One is extremely disappointed that the President withdrew some of his proposals, including that reducing the term of the Senate from 6 to 4 years and the National Assembly from 5 to 4 years. For democracy to succeed repeated reference has to be made to the electorate, the shorter the term of the elected assemblies, the lesser the chances for out-of-Parliament intrigues to succeed. Moreover the election to the Senate should have been direct and not dependant upon permutations and combinations effected by the Provincial Assemblies. A number of our former Senators were elected by purchasing the available Provincial Assembly electoral votes, some Senators were virtual unknowns who had no connection whatsoever to the electorate. Even more disappointing was the fact that the proposal of having “run-off” election was not even mooted by the President or the NRB. The present “first-past-the-post system”, where a solid bloc of votes, in some cases less than 25% of the votes cast, is enough to elect a representative is defective, he subsequently only looks after only a segment of his constituency while ignoring the majority. Is this the “grassroots democracy” the President keeps talking about? Without a “run-off” election, particularly in a country with a multitude of political parties and factions thereof, democracy is a farce and we are fooling ourselves that it has deep roots. Any elected representative who does not command outright majority of the votes cast in his/her constituency can never have the credibility of a real democratic entity.

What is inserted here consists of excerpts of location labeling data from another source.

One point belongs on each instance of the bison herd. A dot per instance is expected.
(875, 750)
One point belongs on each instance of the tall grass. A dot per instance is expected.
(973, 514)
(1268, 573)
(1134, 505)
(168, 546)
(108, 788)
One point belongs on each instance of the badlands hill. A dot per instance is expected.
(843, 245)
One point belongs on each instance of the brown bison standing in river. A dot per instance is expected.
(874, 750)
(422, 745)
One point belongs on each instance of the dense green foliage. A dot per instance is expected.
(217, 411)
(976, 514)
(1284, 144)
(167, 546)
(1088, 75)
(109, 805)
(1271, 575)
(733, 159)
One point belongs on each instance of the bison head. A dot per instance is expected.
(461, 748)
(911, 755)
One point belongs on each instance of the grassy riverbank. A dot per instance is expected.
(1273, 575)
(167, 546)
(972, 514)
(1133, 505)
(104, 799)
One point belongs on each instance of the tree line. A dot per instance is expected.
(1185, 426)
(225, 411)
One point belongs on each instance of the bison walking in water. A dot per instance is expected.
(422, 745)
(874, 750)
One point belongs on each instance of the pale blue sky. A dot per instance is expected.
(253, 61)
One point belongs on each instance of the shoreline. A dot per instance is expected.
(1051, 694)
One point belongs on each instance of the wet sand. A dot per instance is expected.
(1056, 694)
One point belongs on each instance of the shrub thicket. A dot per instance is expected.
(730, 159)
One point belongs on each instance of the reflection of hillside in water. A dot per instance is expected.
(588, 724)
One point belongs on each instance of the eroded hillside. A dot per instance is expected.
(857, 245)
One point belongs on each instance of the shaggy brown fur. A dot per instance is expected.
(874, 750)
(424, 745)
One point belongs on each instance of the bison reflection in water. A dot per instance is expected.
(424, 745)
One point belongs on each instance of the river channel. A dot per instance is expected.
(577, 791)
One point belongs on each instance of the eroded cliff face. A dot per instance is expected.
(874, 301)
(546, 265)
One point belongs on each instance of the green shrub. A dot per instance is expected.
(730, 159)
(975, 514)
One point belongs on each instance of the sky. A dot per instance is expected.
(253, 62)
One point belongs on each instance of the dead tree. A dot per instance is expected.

Most disappointing was the President’s decision to retain the post of the COAS. I am firmly for the Pervez Musharraf staying in office and through a transition period so that his reforms can take hold, and if it takes 5 years so be it! Keeping the COAS post does not gel with democratic mores, this gives the perception of personal ambition superceding the commitment and excellent work he has done for the past three years. He has raw courage, why not trust the men he has led to stand by him? After all, he has overseen all promotions to the various senior ranks over the past four years, right from the day he became COAS and barring one or two exceptions, over a score have been made on merit. And as President he remains Supreme Commander and thus technically in uniform. However, if Pervez Musharraf continues to keep the post of COAS then unfortunately he provides the ammunition his opponents need to call the proposals unacceptable and un-democratic.

With destiny written all over him Pervez Musharraf has a remarkable propensity to bounce back. For a man who has safely guided the destiny of this nation through a very critical period in its history, his inability to trust his own inherent raw courage is not in character. He is a man of destiny, as President he does not need to hang on to the post of COAS in violation of the very democratic norms he wants to instill in the country. The tragedy is that a superb performance of this gifted man in the governance of an extremely difficult country to govern, and that too in extremely trying circumstances, may result in a negative blot in history.

Mr. Ikram Sehgal is Publisher and Managing Editor of Defence Journal (Pakistan).